Saturday morning, the county announced the reopening of the Lake Morena and Potrero campgrounds that had been closed during the evacuation orders. Campsites were available to book online.
However, the Cleveland National Forest remained closed to the public until further notice “to protect natural resources and provide for the safety of the public and firefighters,” Cal Fire advised.
“This closure will stay in place until conditions improve and we are confident that national forest visitors can recreate safely,” officials with the state agency said.
The blaze erupted for unknown reasons early Sept. 5 off Spirit Trail and Carveacre Road and spread rapidly through tinder-dry vegetation amid sweltering heat and high winds, Cal Fire officials said.
The agency cautioned those returning to the fire-ravaged area to “use extreme caution around trees, power poles and other tall objects or structures that may have been weakened” by the blaze.
The San Diego County Sheriff’s Department was increasing its patrols in the area to ensure public safety and prevent looting.
Officials advised that motorists in the area could face traffic disruptions due to the continued presence of firefighters, law enforcement personnel and utility workers still in the area.
Non-residents were asked to avoid locales in and around the burn zone if possible.
About 140 San Diego Gas & Electric customers in Alpine, Barrett Lake, Dehesa, Lyons Valley and Rancho Palo Verde lost power during the height of the fire.
Due to smoke drifting over much of the San Diego region, the county Pollution Control District advised that the air quality might be unhealthy in some local communities and advised people to limit outdoor activities until conditions improve.
Gov.

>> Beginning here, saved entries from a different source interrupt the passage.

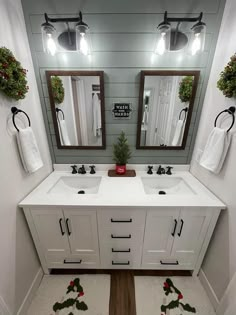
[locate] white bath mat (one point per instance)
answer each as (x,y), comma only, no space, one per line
(72,295)
(171,296)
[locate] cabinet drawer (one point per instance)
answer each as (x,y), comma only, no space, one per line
(74,261)
(131,219)
(120,258)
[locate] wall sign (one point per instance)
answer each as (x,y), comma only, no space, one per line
(122,110)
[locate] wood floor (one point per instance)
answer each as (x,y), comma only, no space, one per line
(122,295)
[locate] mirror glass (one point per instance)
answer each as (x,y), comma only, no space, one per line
(165,107)
(77,103)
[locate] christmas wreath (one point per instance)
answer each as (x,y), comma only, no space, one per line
(227,81)
(185,89)
(57,90)
(13,81)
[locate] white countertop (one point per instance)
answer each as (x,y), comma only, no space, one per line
(121,191)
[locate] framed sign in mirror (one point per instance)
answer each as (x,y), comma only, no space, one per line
(77,104)
(166,102)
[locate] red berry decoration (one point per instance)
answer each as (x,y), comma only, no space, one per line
(81,294)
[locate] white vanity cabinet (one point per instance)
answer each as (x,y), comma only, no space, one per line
(121,237)
(174,237)
(65,238)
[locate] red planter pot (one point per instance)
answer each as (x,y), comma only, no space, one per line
(120,169)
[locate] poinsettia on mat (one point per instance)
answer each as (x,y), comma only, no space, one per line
(169,288)
(74,287)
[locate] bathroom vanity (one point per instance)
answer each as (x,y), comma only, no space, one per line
(121,222)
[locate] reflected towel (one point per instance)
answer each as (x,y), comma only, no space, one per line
(145,119)
(215,150)
(29,151)
(97,119)
(177,139)
(64,133)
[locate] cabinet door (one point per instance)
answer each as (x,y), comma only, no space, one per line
(191,231)
(82,230)
(159,235)
(51,230)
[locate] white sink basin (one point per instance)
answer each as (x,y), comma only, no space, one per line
(76,185)
(166,186)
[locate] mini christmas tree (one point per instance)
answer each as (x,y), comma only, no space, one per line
(121,150)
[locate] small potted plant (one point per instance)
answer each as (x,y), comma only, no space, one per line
(121,153)
(185,89)
(227,81)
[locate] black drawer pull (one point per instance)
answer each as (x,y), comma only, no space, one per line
(112,236)
(72,262)
(181,228)
(62,232)
(173,233)
(120,264)
(120,251)
(121,221)
(67,225)
(163,263)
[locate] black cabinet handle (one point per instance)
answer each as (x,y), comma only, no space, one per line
(173,233)
(120,264)
(121,221)
(67,225)
(174,263)
(112,236)
(72,262)
(60,222)
(181,228)
(120,251)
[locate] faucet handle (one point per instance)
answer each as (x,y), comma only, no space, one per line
(169,168)
(74,169)
(150,170)
(92,169)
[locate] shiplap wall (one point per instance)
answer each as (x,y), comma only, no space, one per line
(123,38)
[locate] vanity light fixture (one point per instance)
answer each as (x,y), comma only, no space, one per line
(72,39)
(172,39)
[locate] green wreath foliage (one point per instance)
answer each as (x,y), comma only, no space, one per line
(13,80)
(58,90)
(227,81)
(185,89)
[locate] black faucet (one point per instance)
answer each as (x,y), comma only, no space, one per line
(169,168)
(150,170)
(82,170)
(74,169)
(160,170)
(92,169)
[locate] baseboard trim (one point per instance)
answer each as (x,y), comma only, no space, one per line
(209,290)
(31,292)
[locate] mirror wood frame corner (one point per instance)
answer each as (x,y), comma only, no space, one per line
(74,73)
(141,108)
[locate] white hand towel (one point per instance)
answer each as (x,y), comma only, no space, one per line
(177,139)
(29,151)
(215,150)
(97,119)
(64,133)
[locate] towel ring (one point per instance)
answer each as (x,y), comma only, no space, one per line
(185,110)
(15,111)
(231,111)
(60,110)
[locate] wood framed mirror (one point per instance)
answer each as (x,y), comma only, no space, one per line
(78,110)
(166,100)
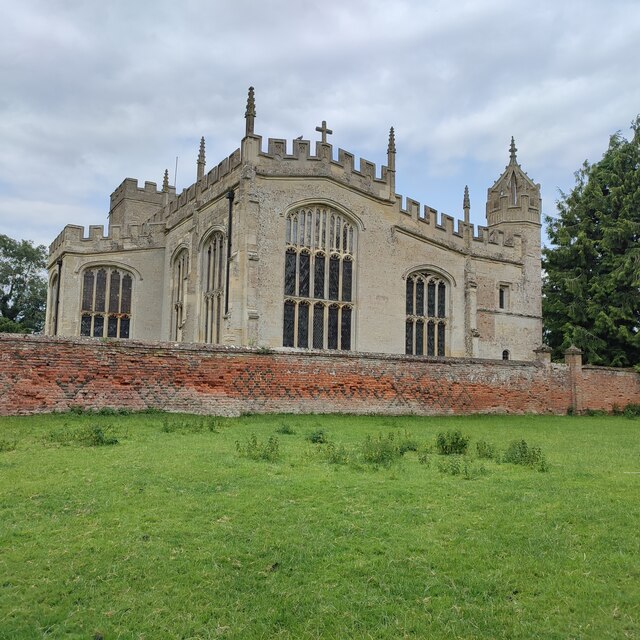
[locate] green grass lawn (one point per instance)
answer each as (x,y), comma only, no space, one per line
(172,533)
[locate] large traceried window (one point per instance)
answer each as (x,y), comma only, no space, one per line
(213,270)
(180,278)
(426,310)
(318,279)
(106,303)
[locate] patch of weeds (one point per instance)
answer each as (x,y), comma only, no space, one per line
(424,458)
(318,437)
(451,465)
(452,443)
(8,445)
(381,450)
(485,450)
(632,410)
(335,454)
(519,452)
(595,412)
(94,435)
(91,435)
(406,442)
(172,425)
(286,430)
(256,450)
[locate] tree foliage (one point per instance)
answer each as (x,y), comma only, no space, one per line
(23,288)
(591,292)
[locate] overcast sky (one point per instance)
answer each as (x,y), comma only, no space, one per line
(93,92)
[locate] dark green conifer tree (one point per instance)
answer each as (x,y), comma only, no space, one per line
(591,290)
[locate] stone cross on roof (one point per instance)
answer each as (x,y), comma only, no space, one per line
(324,131)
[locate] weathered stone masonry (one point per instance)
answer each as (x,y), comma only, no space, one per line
(43,374)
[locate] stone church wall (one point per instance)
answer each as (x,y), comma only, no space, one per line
(43,374)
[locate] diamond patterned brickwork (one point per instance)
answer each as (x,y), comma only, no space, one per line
(42,374)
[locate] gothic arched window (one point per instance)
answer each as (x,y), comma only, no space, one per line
(426,311)
(318,279)
(106,303)
(213,287)
(180,275)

Gavin Newsom declared a state of emergency for San Diego County on Sunday Sept. 6 due to the Valley Fire, a move intended to free up federal relief funds.
County officials encouraged people who have lost their homes or other property to the wildfire to call for assistance at 858-715-2200 or email valleyfirerecovery@firstname.lastname@example.org.
Additionally, a county assistance center for victims of the blaze will be in operation at Rancho San Diego Library, 11555 Via Rancho San Diego, on Sunday from 10 a.m. to 6 p.m. and Monday from 11 a.m. to 7 p.m.
Those who would like to help victims of the fire can make donations to a disaster-relief fund implemented by the San Diego Foundation, which can be accessed online at sdcountyrecovery.com.